On Monday morning, after News 3 ran promotional commercials all weekend advertising her story, the Quill and Brush owner, Gary Stout, called her and brought the cross-stitch to her home. Kern said she had stopped by Quill and Brush at least once a month and called Stout, more than 20 times without ever receiving a call back until Monday morning. She also filed a complaint with Stoughton police.

“I just keep wanting to touch it because it’s back,” she said. “Touching it makes it real. It’s been a year and a lot of heartache. I’m just grateful to have it returned.”

Stout apologized to Kern for not returning her material sooner and offered to pay for it to be framed somewhere else. He blamed what had happened on his getting a second job to make enough money for his family.

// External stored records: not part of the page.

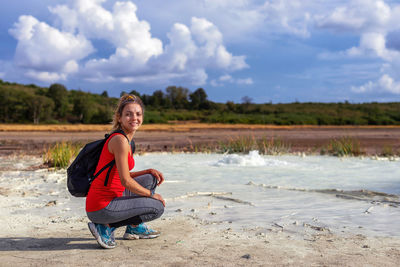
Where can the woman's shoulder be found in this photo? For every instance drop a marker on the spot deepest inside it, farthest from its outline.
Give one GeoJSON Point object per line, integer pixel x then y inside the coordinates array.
{"type": "Point", "coordinates": [117, 140]}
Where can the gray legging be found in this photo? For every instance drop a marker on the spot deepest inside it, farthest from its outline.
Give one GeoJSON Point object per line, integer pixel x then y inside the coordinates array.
{"type": "Point", "coordinates": [130, 208]}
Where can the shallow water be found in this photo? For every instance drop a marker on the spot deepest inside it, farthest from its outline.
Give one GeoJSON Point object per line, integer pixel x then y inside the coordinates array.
{"type": "Point", "coordinates": [342, 194]}
{"type": "Point", "coordinates": [298, 194]}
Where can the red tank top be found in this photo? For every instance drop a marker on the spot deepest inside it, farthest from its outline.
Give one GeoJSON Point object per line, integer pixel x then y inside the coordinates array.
{"type": "Point", "coordinates": [99, 196]}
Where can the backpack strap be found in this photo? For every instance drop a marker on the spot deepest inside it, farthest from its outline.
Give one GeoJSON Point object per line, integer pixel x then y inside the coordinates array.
{"type": "Point", "coordinates": [110, 165]}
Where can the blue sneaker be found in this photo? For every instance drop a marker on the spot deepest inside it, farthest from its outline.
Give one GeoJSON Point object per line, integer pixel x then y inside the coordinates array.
{"type": "Point", "coordinates": [103, 234]}
{"type": "Point", "coordinates": [140, 232]}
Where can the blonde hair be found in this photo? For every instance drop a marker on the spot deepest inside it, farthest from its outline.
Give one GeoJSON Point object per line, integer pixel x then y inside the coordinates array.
{"type": "Point", "coordinates": [123, 101]}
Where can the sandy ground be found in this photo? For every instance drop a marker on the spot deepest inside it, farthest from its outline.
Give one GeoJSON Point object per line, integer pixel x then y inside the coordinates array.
{"type": "Point", "coordinates": [301, 139]}
{"type": "Point", "coordinates": [187, 242]}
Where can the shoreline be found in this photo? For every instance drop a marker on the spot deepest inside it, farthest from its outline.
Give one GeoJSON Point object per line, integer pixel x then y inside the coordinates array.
{"type": "Point", "coordinates": [45, 226]}
{"type": "Point", "coordinates": [188, 138]}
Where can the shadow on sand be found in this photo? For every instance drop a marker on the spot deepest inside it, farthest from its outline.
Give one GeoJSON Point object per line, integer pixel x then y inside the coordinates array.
{"type": "Point", "coordinates": [49, 244]}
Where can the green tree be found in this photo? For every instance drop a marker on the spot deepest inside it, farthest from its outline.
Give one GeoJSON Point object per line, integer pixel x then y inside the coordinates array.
{"type": "Point", "coordinates": [104, 94]}
{"type": "Point", "coordinates": [198, 99]}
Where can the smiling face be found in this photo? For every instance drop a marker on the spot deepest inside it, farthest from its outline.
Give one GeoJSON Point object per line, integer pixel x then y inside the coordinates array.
{"type": "Point", "coordinates": [131, 118]}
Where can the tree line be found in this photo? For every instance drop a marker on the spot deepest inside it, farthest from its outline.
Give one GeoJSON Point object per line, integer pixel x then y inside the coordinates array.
{"type": "Point", "coordinates": [55, 104]}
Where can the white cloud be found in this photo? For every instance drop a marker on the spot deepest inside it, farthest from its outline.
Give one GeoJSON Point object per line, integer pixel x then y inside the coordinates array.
{"type": "Point", "coordinates": [229, 79]}
{"type": "Point", "coordinates": [42, 48]}
{"type": "Point", "coordinates": [356, 16]}
{"type": "Point", "coordinates": [245, 81]}
{"type": "Point", "coordinates": [288, 16]}
{"type": "Point", "coordinates": [384, 84]}
{"type": "Point", "coordinates": [50, 54]}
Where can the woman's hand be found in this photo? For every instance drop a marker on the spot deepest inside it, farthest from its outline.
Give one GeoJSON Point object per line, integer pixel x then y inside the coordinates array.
{"type": "Point", "coordinates": [157, 174]}
{"type": "Point", "coordinates": [159, 197]}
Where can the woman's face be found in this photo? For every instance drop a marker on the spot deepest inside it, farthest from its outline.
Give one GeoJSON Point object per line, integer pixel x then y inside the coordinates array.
{"type": "Point", "coordinates": [131, 117]}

“I’m just trying to make a living,” he told News 3 by phone on Monday. “I haven’t been able to put a lot of time into (Quill and Brush). I’m not trying to do anything wrong. I’ve just been busy doing other things.”

Stout also stopped by the house of Steve Lyons on Monday morning. Lyons’ twin 9-year-old sons had brought newspaper articles that mentioned their dad to the store in the fall of 2013 for a frame they hoped to give him on Christmas. Lyons had also called Stout dozens of times without any response over the last year.

“My boys are thrilled to get their things back,” he said. “I tell my kids all the time there’s always hope. Be positive. The glass is half full. So, this has a nice ending.”

Stoughton police said at least one other Quill and Brush customer complained about Stout not returning their property. A detective there said the investigation into Stout’s business would remain open, at least temporarily, to see if any other customers have the same problems.

“I think the moral of this story is sooner or later, hopefully people do the right thing,” Lyons said.